The late Father Richard Neuhaus described the sexual abuse crisis as the “Long Lent of 2002”.
Still waiting for Easter.
The seemingly never ending stories continue apace. I guess I was naive enough to think that there were some lessons learned. If there were lessons learned they were the wrong lessons. I was not naive enough to think that coverups and other forms of hiding such problems would go away. I just did not believe that the scale of this would seem to remain the same.
Lay woman’s saga illustrates clerical sexual abuse of adults illustrates that moving an abusive priest to a different parish after a short sabbatical continues on. The whole McCarrick saga shows how diocese pretty much used hush money in the form of “confidentiality agreements”.
Our charitable credibility is strained to the breaking point when Cardinals and Bishops who worked with McCarrick are doing their imitations of Captain Renault from Casablanca. This is especially strained considering the “open secret” this seemed to be. I certainly remember stories concerning this going back to at least 2005. Still I can understand not giving them credence to some extent without more proof. I was certainly not a fan of McCarrick at the time and the deception he tried to pull with the letter given to him by then-Cardinal Ratzinger. Still I did not just want to believe this as a justification of confirmation bias.
Our fallen nature, scripture, history, and common sense illustrates to us to not be surprised by the goats among the sheep. It is the enabler of the goats that mostly draw my ire. My skepticism is such that I doubt that anything will happen to McCarrick’s enablers. The Sergeant Schultz’s proclaiming “I see nothing”. I can even believe that indeed some of them discounted the rumors as gossip or motivated by political considerations. Much harder to believe that they didn’t even know of the open secret. I would love to have my skepticism regarding this proven wrong and that figuratively heads would fall. My head would bow if such happened.
I started blogging in 2002 as the scandal first drew much attention. It has never been something that had challenged my then-“new born faith” or subsequent to that.
Simon Peter answered him, “Lord, to whom shall we go? You have the words of eternal life; (Jn 6:68)
I have read enough Church history to not be surprised by corruption in the Church. Mostly I am thankful for the grace I have received to know that I know the truth of the faith. At the same time I know that this is not just some intellectual belief, but a grace given. I can understand and have sympathy for those for of whom the scandal is indeed a stumbling block. The story I linked to above is horrific and yet the faith of that women was not abated. That a story of deepest corruption and sacrileges acts could still be a story of perseverance in faith.
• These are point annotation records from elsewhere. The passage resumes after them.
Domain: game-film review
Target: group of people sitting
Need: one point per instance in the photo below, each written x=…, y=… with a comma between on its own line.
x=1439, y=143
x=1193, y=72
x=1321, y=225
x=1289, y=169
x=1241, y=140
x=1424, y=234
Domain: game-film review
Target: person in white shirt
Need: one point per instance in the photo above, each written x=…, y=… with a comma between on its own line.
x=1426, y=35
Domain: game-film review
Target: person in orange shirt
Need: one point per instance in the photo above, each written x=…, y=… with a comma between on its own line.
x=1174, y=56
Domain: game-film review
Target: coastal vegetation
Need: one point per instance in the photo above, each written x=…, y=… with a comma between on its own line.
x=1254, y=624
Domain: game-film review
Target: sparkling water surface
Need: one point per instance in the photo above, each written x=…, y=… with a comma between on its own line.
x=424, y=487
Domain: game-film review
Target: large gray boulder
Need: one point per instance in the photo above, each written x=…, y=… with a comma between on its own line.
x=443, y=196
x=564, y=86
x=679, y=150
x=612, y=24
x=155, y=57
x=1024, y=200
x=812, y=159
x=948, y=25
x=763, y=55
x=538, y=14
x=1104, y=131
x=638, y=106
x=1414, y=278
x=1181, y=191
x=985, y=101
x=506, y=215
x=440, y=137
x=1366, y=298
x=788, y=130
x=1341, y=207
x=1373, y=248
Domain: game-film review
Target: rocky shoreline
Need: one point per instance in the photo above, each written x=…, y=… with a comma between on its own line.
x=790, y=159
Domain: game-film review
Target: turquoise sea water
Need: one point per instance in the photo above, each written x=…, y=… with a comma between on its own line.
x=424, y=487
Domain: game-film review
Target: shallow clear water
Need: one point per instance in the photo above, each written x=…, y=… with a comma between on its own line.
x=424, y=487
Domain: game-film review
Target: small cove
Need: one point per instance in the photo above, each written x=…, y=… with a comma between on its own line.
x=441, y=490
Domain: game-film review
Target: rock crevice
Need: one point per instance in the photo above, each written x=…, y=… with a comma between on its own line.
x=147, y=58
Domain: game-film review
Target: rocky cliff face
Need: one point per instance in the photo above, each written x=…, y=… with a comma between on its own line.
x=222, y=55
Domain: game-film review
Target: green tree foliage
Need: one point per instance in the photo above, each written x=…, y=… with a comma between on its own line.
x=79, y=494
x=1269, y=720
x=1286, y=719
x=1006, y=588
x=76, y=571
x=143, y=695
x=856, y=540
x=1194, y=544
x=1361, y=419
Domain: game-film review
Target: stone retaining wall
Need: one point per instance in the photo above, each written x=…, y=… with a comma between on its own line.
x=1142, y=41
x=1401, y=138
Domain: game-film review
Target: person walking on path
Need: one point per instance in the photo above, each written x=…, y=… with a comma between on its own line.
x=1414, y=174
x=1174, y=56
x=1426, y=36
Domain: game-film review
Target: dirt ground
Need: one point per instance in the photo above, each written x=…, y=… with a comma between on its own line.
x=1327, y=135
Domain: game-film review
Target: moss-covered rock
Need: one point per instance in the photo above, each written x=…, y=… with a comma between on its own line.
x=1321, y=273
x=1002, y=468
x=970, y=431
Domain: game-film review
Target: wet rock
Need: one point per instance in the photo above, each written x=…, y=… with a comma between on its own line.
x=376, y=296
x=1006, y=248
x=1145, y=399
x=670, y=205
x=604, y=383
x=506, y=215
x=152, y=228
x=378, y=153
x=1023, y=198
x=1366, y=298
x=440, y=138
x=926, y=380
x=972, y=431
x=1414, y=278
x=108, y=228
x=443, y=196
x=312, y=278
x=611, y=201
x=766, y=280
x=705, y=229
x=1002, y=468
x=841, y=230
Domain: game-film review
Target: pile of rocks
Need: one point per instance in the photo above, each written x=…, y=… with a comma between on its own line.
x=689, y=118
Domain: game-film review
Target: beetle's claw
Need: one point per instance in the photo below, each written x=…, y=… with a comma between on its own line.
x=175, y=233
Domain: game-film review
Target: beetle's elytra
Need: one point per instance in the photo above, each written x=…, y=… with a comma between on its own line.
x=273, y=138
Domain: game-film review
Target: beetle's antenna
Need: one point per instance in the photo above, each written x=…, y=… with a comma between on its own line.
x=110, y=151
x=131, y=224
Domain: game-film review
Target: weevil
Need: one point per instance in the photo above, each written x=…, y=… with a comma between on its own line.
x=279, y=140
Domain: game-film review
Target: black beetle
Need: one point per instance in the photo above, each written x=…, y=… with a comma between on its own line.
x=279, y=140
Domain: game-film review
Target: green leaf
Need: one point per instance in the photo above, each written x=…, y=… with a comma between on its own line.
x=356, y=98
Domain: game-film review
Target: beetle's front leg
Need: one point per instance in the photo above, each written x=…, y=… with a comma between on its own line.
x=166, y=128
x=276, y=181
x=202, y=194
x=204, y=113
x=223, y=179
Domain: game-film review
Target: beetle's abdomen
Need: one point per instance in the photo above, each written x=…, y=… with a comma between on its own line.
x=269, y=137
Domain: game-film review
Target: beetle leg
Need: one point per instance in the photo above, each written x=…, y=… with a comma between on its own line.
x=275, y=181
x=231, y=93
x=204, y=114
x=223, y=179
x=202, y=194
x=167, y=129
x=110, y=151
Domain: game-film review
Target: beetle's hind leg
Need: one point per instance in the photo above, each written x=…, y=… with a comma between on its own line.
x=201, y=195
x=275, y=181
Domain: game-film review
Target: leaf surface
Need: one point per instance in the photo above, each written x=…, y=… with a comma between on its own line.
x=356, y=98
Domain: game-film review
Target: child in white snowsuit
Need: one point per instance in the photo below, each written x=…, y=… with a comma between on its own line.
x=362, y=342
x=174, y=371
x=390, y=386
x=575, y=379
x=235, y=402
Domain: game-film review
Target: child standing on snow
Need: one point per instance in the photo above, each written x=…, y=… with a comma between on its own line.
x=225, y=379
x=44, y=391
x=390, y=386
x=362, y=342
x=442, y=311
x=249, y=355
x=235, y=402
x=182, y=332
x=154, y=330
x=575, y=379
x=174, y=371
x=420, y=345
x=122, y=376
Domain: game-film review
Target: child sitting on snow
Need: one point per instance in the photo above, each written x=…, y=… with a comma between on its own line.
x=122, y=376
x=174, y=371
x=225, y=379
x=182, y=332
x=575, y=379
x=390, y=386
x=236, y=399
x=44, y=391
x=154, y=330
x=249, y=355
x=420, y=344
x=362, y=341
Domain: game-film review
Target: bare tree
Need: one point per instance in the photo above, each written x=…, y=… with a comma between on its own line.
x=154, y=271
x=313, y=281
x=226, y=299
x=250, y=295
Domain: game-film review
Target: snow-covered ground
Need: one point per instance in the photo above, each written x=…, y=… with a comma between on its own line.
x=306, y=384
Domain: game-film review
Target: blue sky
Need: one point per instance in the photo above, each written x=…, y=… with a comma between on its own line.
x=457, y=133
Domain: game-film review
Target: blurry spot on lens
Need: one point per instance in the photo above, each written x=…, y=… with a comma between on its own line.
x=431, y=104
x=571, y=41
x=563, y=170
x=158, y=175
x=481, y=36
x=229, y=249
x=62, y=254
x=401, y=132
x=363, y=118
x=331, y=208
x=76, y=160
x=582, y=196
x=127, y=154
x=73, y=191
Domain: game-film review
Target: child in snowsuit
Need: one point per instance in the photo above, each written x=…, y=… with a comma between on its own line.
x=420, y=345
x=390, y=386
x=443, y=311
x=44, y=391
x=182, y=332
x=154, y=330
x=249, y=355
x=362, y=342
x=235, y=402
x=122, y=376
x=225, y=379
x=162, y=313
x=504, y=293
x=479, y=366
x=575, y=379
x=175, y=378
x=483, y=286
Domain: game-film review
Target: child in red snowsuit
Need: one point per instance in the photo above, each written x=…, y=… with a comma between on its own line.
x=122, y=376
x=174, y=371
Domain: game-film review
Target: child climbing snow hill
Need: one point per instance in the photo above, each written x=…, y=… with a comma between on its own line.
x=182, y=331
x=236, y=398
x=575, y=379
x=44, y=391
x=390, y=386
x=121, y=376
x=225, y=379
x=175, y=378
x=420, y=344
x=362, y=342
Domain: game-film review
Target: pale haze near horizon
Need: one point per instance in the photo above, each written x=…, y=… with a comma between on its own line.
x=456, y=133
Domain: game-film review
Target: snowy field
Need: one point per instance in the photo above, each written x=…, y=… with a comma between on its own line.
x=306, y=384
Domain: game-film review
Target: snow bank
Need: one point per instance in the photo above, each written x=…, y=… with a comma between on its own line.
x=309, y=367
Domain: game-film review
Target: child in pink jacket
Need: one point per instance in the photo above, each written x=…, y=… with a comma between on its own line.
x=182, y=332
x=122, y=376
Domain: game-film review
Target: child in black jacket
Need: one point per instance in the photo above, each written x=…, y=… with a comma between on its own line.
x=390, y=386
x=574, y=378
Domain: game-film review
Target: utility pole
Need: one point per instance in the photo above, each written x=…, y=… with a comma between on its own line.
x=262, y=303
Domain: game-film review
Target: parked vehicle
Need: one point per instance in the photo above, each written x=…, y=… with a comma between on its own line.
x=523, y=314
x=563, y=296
Back in 2004 I suggested tongue-and-cheek some suggested religious apparel. One being substituting a mitre for a ceremonial millstone to remind them of:
“It would be better for him if a millstone were hung round his neck and he were cast into the sea, than that he should cause one of these little ones to sin.” –Luke
Now I wonder if this should leave the realm of parody into reality.
That post also offered millstone-inspired apparel for the laity.
“We are not baptized into the hierarchy; do not receive the Cardinals sacramentally; will not spend an eternity in the beatific vision of the pope. Christ is the point.” (Frank Sheed)
2 comments
Belated congrats on 16 years of blogging
Thanks, and your name is a blast from the past.